In corpus linguistics, collocation refers to the mere co-occurrence of words. Filtering harmful sentences can be done based on three-word co-occurrence. Similarity can be measured based on co-occurrence probabilities for inducing semantic classes. Content may be created from summarized text and keywords extracted from documents using an algorithm based on term co-occurrence. Using a combination of ontology content, structure and co-occurrence information is more beneficial for the extension of large multi-domain ontologies, than using only content, only co-occurrence or only concept denotation information.

Automatically-generated summaries and representation of relationships between documents can be accomplished based on the co-occurrence of named entities and on clustering results. Choice of action verbs can be based only on the co-occurrence statistics encoded in a template-based generator for multimodal dialog systems. Statistical models can be based on co-occurrence measurements. Speech recognition errors may be detected based on semantic knowledge, constraint rules and statistical modeling, ie pointwise mutual information and co-occurrence analysis. Semantically different forms of multi-functionality may be represented by the co-occurrence of dialog acts in different types of dialog.

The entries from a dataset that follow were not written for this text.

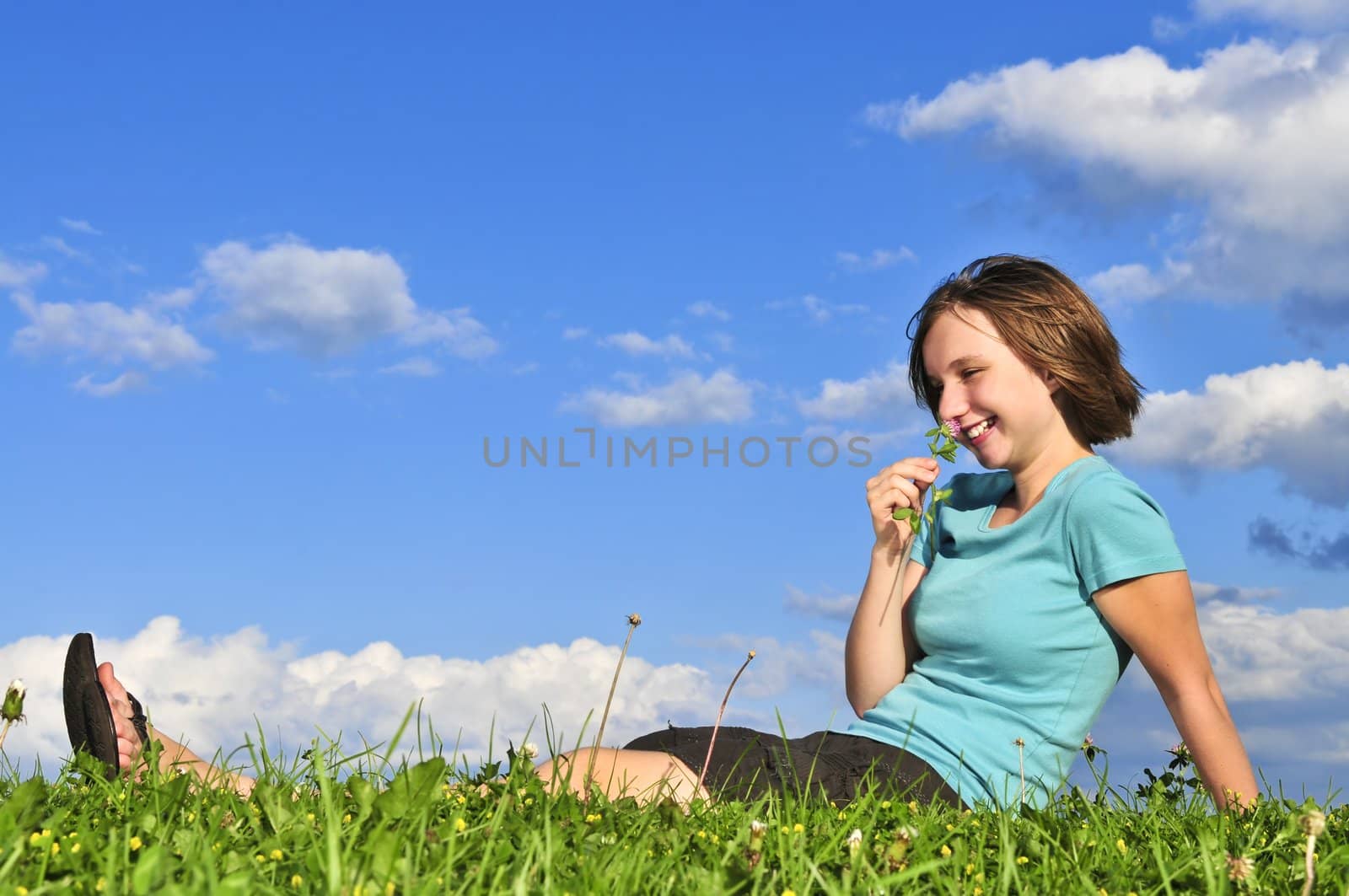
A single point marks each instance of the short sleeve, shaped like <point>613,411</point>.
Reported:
<point>1116,532</point>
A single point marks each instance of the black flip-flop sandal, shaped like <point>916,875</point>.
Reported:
<point>88,716</point>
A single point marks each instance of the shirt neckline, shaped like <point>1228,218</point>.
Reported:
<point>1049,489</point>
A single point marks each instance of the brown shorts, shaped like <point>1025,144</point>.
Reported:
<point>748,764</point>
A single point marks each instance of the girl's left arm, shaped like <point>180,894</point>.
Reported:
<point>1155,615</point>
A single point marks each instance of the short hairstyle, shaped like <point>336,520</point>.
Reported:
<point>1050,325</point>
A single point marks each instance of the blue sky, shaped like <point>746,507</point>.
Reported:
<point>270,278</point>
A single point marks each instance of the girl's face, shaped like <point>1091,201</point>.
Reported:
<point>1007,412</point>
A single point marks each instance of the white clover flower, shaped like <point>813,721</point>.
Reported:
<point>13,700</point>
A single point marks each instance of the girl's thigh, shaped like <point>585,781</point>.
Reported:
<point>748,764</point>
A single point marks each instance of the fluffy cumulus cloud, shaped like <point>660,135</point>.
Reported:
<point>876,394</point>
<point>330,301</point>
<point>1254,139</point>
<point>1260,655</point>
<point>1313,548</point>
<point>687,399</point>
<point>1293,419</point>
<point>105,332</point>
<point>211,691</point>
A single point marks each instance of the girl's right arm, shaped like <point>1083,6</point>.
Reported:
<point>880,647</point>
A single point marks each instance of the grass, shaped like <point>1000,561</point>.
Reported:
<point>361,824</point>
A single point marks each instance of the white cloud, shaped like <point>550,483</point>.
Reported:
<point>127,381</point>
<point>65,249</point>
<point>836,606</point>
<point>1205,591</point>
<point>723,341</point>
<point>876,260</point>
<point>212,689</point>
<point>708,309</point>
<point>1255,137</point>
<point>1310,13</point>
<point>818,309</point>
<point>413,368</point>
<point>782,667</point>
<point>107,332</point>
<point>1167,29</point>
<point>80,227</point>
<point>19,274</point>
<point>455,330</point>
<point>172,300</point>
<point>1133,282</point>
<point>874,394</point>
<point>1259,655</point>
<point>688,399</point>
<point>634,343</point>
<point>330,301</point>
<point>1293,419</point>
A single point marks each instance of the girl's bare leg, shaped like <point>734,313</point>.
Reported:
<point>644,775</point>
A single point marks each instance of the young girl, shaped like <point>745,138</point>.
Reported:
<point>977,673</point>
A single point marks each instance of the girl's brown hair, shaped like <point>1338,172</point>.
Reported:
<point>1050,325</point>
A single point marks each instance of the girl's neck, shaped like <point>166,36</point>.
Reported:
<point>1032,480</point>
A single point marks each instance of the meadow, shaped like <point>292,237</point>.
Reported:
<point>357,824</point>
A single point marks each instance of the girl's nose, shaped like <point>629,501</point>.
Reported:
<point>953,405</point>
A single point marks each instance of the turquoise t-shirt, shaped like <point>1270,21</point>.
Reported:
<point>1013,646</point>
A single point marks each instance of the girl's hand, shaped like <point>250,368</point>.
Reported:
<point>900,485</point>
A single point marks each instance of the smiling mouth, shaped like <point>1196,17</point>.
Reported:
<point>980,428</point>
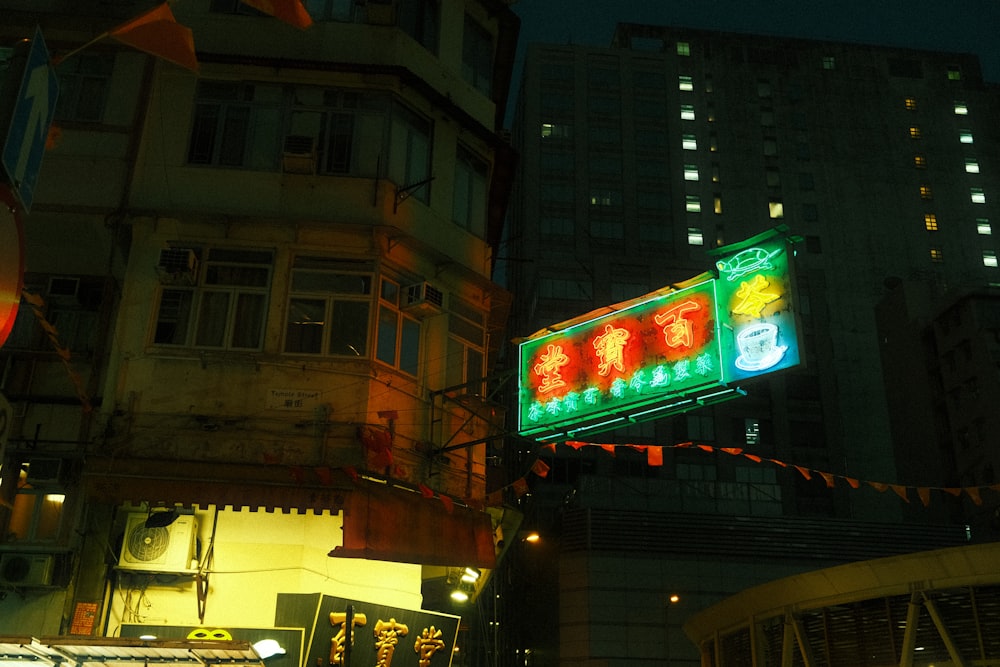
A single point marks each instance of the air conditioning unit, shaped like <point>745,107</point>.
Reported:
<point>298,155</point>
<point>177,266</point>
<point>44,471</point>
<point>165,549</point>
<point>25,569</point>
<point>423,299</point>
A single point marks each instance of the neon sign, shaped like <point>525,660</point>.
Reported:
<point>665,352</point>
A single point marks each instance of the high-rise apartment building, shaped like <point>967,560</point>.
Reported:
<point>639,158</point>
<point>259,311</point>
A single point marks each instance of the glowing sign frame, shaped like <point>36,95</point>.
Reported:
<point>665,352</point>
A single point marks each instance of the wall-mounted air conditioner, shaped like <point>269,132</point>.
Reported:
<point>44,471</point>
<point>25,569</point>
<point>167,549</point>
<point>177,266</point>
<point>298,155</point>
<point>423,299</point>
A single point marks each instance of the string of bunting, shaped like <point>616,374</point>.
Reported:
<point>158,33</point>
<point>654,457</point>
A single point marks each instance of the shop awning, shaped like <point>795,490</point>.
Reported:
<point>117,652</point>
<point>383,520</point>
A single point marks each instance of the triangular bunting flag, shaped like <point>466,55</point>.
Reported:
<point>157,33</point>
<point>290,11</point>
<point>900,491</point>
<point>654,456</point>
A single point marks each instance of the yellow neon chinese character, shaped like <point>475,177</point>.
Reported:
<point>428,643</point>
<point>678,332</point>
<point>548,368</point>
<point>339,641</point>
<point>387,634</point>
<point>754,297</point>
<point>609,346</point>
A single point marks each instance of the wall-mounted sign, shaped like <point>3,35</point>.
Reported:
<point>665,352</point>
<point>387,636</point>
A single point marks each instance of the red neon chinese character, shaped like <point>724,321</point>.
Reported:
<point>548,368</point>
<point>677,331</point>
<point>610,346</point>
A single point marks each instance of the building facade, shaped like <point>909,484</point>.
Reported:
<point>261,314</point>
<point>641,157</point>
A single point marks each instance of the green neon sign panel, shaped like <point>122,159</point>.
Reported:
<point>666,352</point>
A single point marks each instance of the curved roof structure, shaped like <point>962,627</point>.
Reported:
<point>931,607</point>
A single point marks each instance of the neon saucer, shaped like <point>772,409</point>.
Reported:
<point>768,360</point>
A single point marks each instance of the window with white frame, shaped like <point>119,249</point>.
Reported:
<point>466,345</point>
<point>398,335</point>
<point>410,152</point>
<point>225,309</point>
<point>471,190</point>
<point>328,307</point>
<point>477,57</point>
<point>36,514</point>
<point>84,81</point>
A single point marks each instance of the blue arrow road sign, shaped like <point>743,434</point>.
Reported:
<point>29,126</point>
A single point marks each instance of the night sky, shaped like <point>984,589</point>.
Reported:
<point>965,26</point>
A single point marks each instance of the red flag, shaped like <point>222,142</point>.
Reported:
<point>654,456</point>
<point>449,504</point>
<point>157,33</point>
<point>290,11</point>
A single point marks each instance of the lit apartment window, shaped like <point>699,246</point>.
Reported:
<point>323,291</point>
<point>775,209</point>
<point>226,310</point>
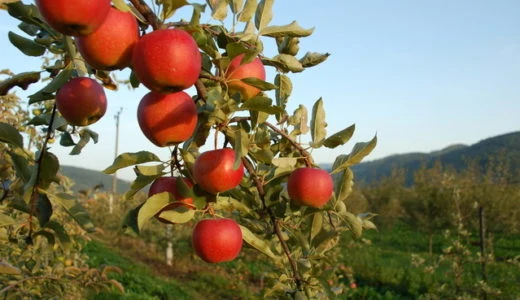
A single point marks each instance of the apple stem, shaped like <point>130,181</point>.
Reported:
<point>305,154</point>
<point>34,192</point>
<point>276,223</point>
<point>147,13</point>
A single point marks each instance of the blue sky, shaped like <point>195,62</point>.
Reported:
<point>420,74</point>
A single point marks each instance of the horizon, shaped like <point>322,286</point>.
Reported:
<point>420,76</point>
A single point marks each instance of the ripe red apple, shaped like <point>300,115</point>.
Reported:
<point>110,46</point>
<point>310,186</point>
<point>167,60</point>
<point>213,171</point>
<point>217,240</point>
<point>167,119</point>
<point>237,71</point>
<point>81,101</point>
<point>77,17</point>
<point>169,184</point>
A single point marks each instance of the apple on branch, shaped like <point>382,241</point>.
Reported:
<point>167,119</point>
<point>310,186</point>
<point>81,101</point>
<point>217,240</point>
<point>110,46</point>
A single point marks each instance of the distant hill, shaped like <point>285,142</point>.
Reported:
<point>86,179</point>
<point>505,148</point>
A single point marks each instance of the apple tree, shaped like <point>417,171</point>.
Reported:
<point>244,161</point>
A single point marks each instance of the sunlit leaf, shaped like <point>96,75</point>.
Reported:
<point>360,151</point>
<point>249,10</point>
<point>152,206</point>
<point>6,220</point>
<point>292,30</point>
<point>10,135</point>
<point>257,242</point>
<point>129,159</point>
<point>258,83</point>
<point>27,46</point>
<point>264,14</point>
<point>73,208</point>
<point>318,124</point>
<point>311,59</point>
<point>340,137</point>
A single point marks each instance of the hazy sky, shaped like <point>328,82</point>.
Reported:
<point>420,74</point>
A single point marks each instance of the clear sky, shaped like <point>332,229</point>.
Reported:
<point>420,74</point>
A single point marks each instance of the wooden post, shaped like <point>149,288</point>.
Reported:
<point>483,254</point>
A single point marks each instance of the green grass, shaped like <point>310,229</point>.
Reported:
<point>385,265</point>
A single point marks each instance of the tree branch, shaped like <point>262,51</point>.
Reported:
<point>276,223</point>
<point>147,13</point>
<point>306,155</point>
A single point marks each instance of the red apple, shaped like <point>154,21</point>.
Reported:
<point>167,119</point>
<point>81,101</point>
<point>77,17</point>
<point>110,46</point>
<point>169,184</point>
<point>217,240</point>
<point>310,187</point>
<point>213,171</point>
<point>237,71</point>
<point>167,60</point>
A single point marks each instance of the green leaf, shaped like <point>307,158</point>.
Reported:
<point>150,170</point>
<point>128,159</point>
<point>312,59</point>
<point>317,224</point>
<point>66,139</point>
<point>48,235</point>
<point>59,231</point>
<point>231,204</point>
<point>152,206</point>
<point>121,5</point>
<point>343,184</point>
<point>170,6</point>
<point>318,124</point>
<point>359,152</point>
<point>260,103</point>
<point>299,121</point>
<point>257,243</point>
<point>264,14</point>
<point>235,5</point>
<point>340,137</point>
<point>259,83</point>
<point>220,10</point>
<point>138,184</point>
<point>179,215</point>
<point>49,168</point>
<point>48,91</point>
<point>285,63</point>
<point>291,30</point>
<point>85,135</point>
<point>8,269</point>
<point>130,219</point>
<point>27,46</point>
<point>249,10</point>
<point>6,220</point>
<point>43,209</point>
<point>10,135</point>
<point>73,208</point>
<point>284,90</point>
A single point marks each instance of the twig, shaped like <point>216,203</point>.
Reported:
<point>276,223</point>
<point>306,155</point>
<point>34,194</point>
<point>147,13</point>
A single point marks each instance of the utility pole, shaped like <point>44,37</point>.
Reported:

A popular method to estimate co-occurrence is to pose conjunctive queries including both terms to a web search engine, called “co-occurrence in snippets”. One system was designed using co-occurrence between the word in the news article and emotion words. For example, if people express their emotions in text, the single association language feature of a two terms combination, ie “myself” and “feeling”, has a high frequency of co-occurrence in sentences. Even emoticons can be automatically annotated according to their co-occurrence in a database. In robot navigation, a landmark component can ground novel noun phrases such as “the computers” in the perceptual frame of the robot by exploiting object co-occurrence statistics between unknown noun phrases and known perceptual features.